In that sense, We Are All…is an impressionistic album, one that must be consumed and appreciated as a whole. It’s a 14-minute-45-second blur, unified by consistent guitar and vocal tones that don’t really change much from song to song. To say it’s a blur isn’t to say that it’s sloppy; both solid production and great musicianship are two obvious characteristics of the disc. But frequent sharp turns from melody to dissonance, unpredictable drumming, and a near-absence of hooks render the album disorienting. There are no choruses and there is very little repetition, lyrical or otherwise. Even musical phrases that are repeated are difficult to detect and may still not qualify as “hooks”; they certainly don’t qualify as pop hooks. As a result, these aren’t songs that get stuck in your head after the fact. But during the fact these songs crush your head in. The aggressive vocals are layered nicely and make a big contribution to the band’s unpredictable feel. This is great hardcore, reminiscent at times of bands like Fugazi and At the Drive In, while also carving out their own, even heavier niche.
Particularly impressive is Things Fall Apart’s lyrical content. It expresses a very grim view of war and capitalist society, but does so in a very sophisticated and poetic manner.

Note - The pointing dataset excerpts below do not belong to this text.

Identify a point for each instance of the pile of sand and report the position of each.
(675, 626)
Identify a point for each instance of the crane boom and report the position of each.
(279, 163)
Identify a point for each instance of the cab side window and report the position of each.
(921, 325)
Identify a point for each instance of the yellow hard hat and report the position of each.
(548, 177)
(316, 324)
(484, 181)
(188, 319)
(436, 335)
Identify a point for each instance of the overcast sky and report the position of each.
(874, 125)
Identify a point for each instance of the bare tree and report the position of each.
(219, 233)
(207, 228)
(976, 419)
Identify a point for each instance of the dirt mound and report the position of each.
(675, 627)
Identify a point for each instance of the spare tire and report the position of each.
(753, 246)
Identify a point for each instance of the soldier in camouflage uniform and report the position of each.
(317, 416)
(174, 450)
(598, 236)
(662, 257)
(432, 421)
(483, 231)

John Steinbeck is even quoted in the first song, “The Least We Can Do,” and the band aspires to have intelligent, thought-provoking lyrics such as “Don’t dare dismiss the reality / Of what we’re not seeing / Would they consider it a measure of our humanity / That we’d lose sleep (or a measure of the least).” Anti-war song lyrics certainly aren’t rare, but they’re rarely so stylish; it’s not just “Fuck Bush.” On “Inveterate,” the band even expresses doubt about the value of that kind of anti-war statement: “Being right doesn’t matter anyway / It never did / We could say ‘shame on them’ again / But nothing’s changed and I’m afraid.” Lyrics this heavy and well written are found on each of the four tracks.
While less important than the music itself, it should be noted that this album is very beautifully packaged, with a sleeve featuring excepts from writers such as Noam Chomsky, a wrapping complete with a music staff on which “Taps” is written, and a striking wax imprint sealing it.
We Are All…is another fine release from Crustacean Records, whose lineup continues to produce unique hard-rock sounds. Though this album is difficult to internalize, it pays off when despite the disc’s brevity, you are able to discover something new every listen, even after hearing it dozens of times.